How different this statement was from the prophetic proclamation, “From Zion shall go forth Torah” (Isaiah 2:3).




After I sent out the introductory letter with the above quotes, I received the following comments from Joy Krauthammer, a Jewish spiritual seeker of the 60’s generation:


“All these quotes are so disturbing to me; this is what our leaders took away from us? Torah and spiritual values... But then, this is what I am a child of, and I have been fighting for my own soul since I was a child, probably as a result of this thinking. Like you, I was in ‘exile’; I was in exile living in an upper middle class neighborhood. I could not relate to the women on the street, the mothers and their fine nails and mahjong. I could not relate to the children on the street, except for my close friend who was in Catholic school. Who was that child, Zalman, who did not fit in? I did not fit in. I had to find art, flowers, and the Hare Krishnas and swamis. I was a ‘flower child’ and ‘a child of the universe.’ The Desiderata was the only code I knew and that worn 60’s scroll still hangs on my wall wherever I live. I was in ‘exile’ and without a light at the end of the tunnel. You were in ‘exile’ and were rescued; and your parents listened. You became free to be who you are; you were able to heed the Divine call: ‘Lech Lecha – Go for yourself from your land, from your relatives, from your parent’s house to the land that I will show you’ (Genesis 12:1). Baruch Hashem, I have learned to spiritually Lech Lecha.”

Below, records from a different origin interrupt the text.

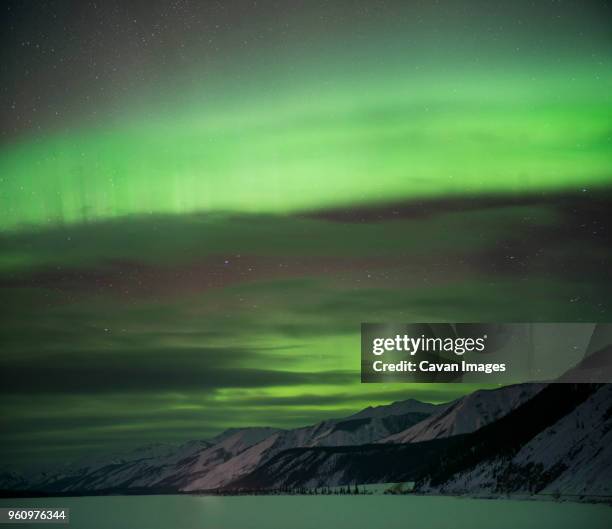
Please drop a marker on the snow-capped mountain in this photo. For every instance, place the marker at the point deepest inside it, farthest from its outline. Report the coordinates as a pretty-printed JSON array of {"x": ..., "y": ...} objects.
[
  {"x": 160, "y": 467},
  {"x": 355, "y": 430},
  {"x": 467, "y": 414},
  {"x": 200, "y": 465},
  {"x": 571, "y": 458}
]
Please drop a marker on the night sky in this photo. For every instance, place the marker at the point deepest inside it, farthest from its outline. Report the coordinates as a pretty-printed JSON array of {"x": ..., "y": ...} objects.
[{"x": 201, "y": 202}]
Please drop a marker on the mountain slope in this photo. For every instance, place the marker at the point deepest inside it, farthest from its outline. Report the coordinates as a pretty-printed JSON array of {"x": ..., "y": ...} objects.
[
  {"x": 198, "y": 465},
  {"x": 467, "y": 414},
  {"x": 571, "y": 456},
  {"x": 435, "y": 462},
  {"x": 350, "y": 431}
]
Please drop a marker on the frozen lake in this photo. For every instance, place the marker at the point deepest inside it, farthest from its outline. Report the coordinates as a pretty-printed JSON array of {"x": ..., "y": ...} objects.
[{"x": 317, "y": 512}]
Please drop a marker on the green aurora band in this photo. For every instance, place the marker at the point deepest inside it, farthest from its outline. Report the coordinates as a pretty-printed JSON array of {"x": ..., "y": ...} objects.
[
  {"x": 355, "y": 142},
  {"x": 167, "y": 266}
]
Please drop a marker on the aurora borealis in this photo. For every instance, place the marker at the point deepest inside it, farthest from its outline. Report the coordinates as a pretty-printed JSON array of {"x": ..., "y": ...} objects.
[{"x": 201, "y": 203}]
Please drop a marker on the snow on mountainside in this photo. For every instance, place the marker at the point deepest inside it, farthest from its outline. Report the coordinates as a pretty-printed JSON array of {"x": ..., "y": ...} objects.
[
  {"x": 572, "y": 457},
  {"x": 398, "y": 408},
  {"x": 198, "y": 465},
  {"x": 162, "y": 468},
  {"x": 350, "y": 431},
  {"x": 467, "y": 414}
]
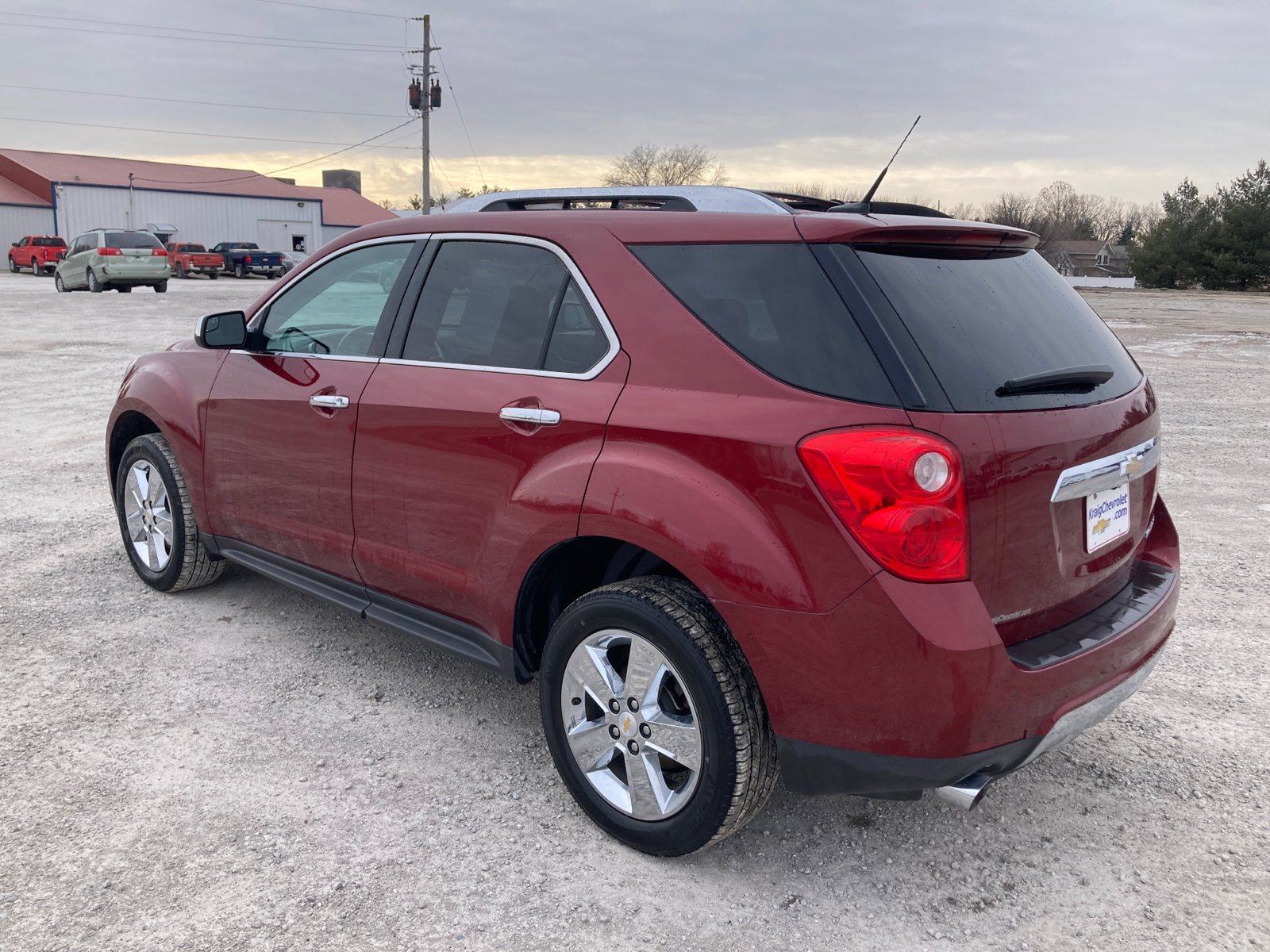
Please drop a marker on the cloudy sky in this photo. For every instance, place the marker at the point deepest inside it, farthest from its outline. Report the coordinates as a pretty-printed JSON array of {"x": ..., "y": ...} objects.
[{"x": 1121, "y": 98}]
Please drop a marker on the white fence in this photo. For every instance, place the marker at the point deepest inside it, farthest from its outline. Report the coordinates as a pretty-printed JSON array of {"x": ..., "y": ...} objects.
[{"x": 1102, "y": 282}]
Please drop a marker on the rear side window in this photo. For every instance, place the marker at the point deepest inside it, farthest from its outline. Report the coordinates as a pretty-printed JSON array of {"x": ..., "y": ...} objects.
[
  {"x": 130, "y": 239},
  {"x": 775, "y": 306},
  {"x": 983, "y": 317},
  {"x": 493, "y": 304}
]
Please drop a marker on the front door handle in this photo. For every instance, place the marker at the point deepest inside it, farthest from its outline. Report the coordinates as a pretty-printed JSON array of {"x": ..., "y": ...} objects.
[
  {"x": 533, "y": 416},
  {"x": 329, "y": 401}
]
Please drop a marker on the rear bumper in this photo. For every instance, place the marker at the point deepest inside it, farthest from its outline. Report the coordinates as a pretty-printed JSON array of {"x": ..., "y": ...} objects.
[
  {"x": 813, "y": 768},
  {"x": 908, "y": 685}
]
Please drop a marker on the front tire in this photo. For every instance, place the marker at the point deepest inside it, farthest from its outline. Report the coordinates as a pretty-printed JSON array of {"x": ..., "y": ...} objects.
[
  {"x": 689, "y": 755},
  {"x": 156, "y": 520}
]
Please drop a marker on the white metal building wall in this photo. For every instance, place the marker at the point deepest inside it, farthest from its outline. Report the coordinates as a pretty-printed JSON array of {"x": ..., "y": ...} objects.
[
  {"x": 17, "y": 221},
  {"x": 329, "y": 232},
  {"x": 205, "y": 219}
]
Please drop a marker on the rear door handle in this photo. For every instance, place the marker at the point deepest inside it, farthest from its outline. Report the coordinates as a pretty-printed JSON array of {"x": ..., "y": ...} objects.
[
  {"x": 329, "y": 401},
  {"x": 533, "y": 416}
]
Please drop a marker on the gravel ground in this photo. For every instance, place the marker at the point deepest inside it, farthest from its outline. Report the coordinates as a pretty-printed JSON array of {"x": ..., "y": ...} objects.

The World Zionist Organization wanted to bring an end to our exile from the Land of Zion; however, this organization developed an ideology which caused many Jews to experience exile from the “soul” of Zion – the Divine Teaching which serves as our heritage and raison d’etre. I felt the pain and longing of these Jews, and I therefore decided to devote my life to helping them find the spiritual and holistic vision of Zion. As part of my preparation for this task, I began to read about the history of the modern Zionist movement, and in the next letter, I will begin to share with you some insights that I gained which were helpful in my dialogue with our searching brothers and sisters.